Kilkenny didn’t need a team-talk, it seems. Those words from an injured colleague provided the real spur.

“It was heartbreaking for Michael,” said Power. “He has had such bad luck with injuries over the last few years and to come off on such a big stage was tough.


“You could see the emotion on his face and in his voice,” Power recalled. “It was a real eye-opener, as it showed what the game meant to him and everyone else in the dressing-room. I think that showed in the second half.”

Speaking of injury, Power was happy to report that he was never going to be a doubt for the game, even after being forced out of the Limerick quarter-final at an early stage.

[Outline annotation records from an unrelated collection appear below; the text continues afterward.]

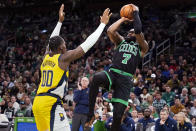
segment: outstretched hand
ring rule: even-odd
[[[103,12],[103,15],[100,16],[101,23],[104,23],[107,25],[110,20],[111,15],[112,15],[112,13],[110,13],[110,9],[109,8],[105,9],[105,11]]]
[[[131,4],[132,5],[132,7],[133,7],[133,11],[139,11],[139,7],[137,7],[136,5],[134,5],[134,4]]]
[[[59,22],[63,22],[65,19],[65,13],[64,11],[64,4],[61,5],[60,9],[59,9]]]

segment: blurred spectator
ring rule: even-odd
[[[140,106],[140,101],[138,100],[138,98],[135,96],[133,92],[130,93],[130,99],[132,100],[135,106]]]
[[[138,117],[138,120],[140,120],[140,119],[143,119],[144,118],[144,115],[143,115],[143,112],[140,110],[140,111],[138,111],[138,113],[137,113],[137,117]]]
[[[151,131],[152,126],[155,125],[155,121],[150,117],[151,113],[149,108],[144,110],[144,118],[138,120],[136,131]]]
[[[137,115],[137,110],[133,110],[133,111],[131,112],[131,117],[132,117],[132,119],[134,120],[135,123],[138,122],[138,117],[137,117],[137,116],[138,116],[138,115]]]
[[[178,114],[179,112],[182,111],[182,109],[184,109],[185,107],[181,104],[180,102],[180,97],[178,95],[175,96],[175,101],[174,101],[174,105],[171,106],[171,111],[174,114]]]
[[[31,112],[27,110],[27,107],[24,101],[20,102],[20,109],[16,111],[15,116],[16,117],[30,117],[31,116]]]
[[[84,124],[87,120],[88,114],[88,94],[89,94],[89,79],[83,77],[80,82],[78,82],[78,90],[74,91],[74,102],[76,103],[73,119],[72,119],[72,131],[78,131],[80,125],[82,125],[84,130]]]
[[[188,89],[183,88],[182,93],[180,94],[180,101],[185,101],[187,96],[188,96]]]
[[[11,97],[11,102],[13,103],[14,114],[15,114],[16,111],[18,111],[20,109],[20,106],[19,106],[18,102],[16,102],[16,97],[15,96]]]
[[[161,110],[160,119],[155,123],[155,131],[177,131],[177,122],[169,117],[167,110]]]
[[[163,100],[166,101],[167,104],[171,105],[173,102],[175,93],[171,91],[171,88],[169,86],[166,86],[166,92],[163,93]]]
[[[192,131],[192,124],[183,112],[177,115],[178,131]]]
[[[69,106],[73,106],[73,88],[68,89],[68,94],[65,96],[65,103]]]
[[[190,115],[196,116],[196,99],[194,100],[193,106],[191,107]]]
[[[148,88],[144,87],[142,89],[142,94],[140,94],[140,98],[141,98],[141,103],[145,103],[147,102],[147,97],[150,96],[150,94],[148,93]]]
[[[155,98],[155,100],[154,100],[152,105],[156,108],[158,113],[166,105],[165,100],[161,99],[161,93],[160,92],[156,93],[156,98]]]
[[[141,108],[144,110],[153,104],[153,96],[149,95],[147,101],[141,104]]]
[[[29,97],[26,97],[25,98],[25,104],[26,104],[26,108],[28,111],[32,111],[32,103],[31,103],[31,99]]]
[[[11,101],[8,102],[8,108],[5,109],[4,114],[7,116],[9,121],[12,121],[13,116],[14,116],[14,107]]]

“There was no danger that I’d miss the match,” he said. “The concern was that there might be a dip in form - that was the big worry I had coming in as the last few games hadn’t gone as well for me. I was determined to work as hard as I could for the team.”

It was that mention of work that brought images of the big day ahead.

“We have three weeks of tough work ahead of us now to prepare for the All-Ireland final with Galway,” he said “but we’ll look forward to every one of them.”

Not only have Kilkenny a record seventh successive All-Ireland to look forward to, they have another meeting with Galway. While some might see it as a chance to right a wrong, Power praised the Tribesmen for being the team who kick-started their charge to the decider.

“There’ll probably be a lot of talk in the media about us wanting revenge for losing the Leinster final, but at the end of the day it’s an All-Ireland final.

“It doesn’t matter who we’re playing, it just happens to be Galway,” he added. “They gave us a lesson in hurling in the Leinster final, but who knows? Maybe that was a blessing in disguise.”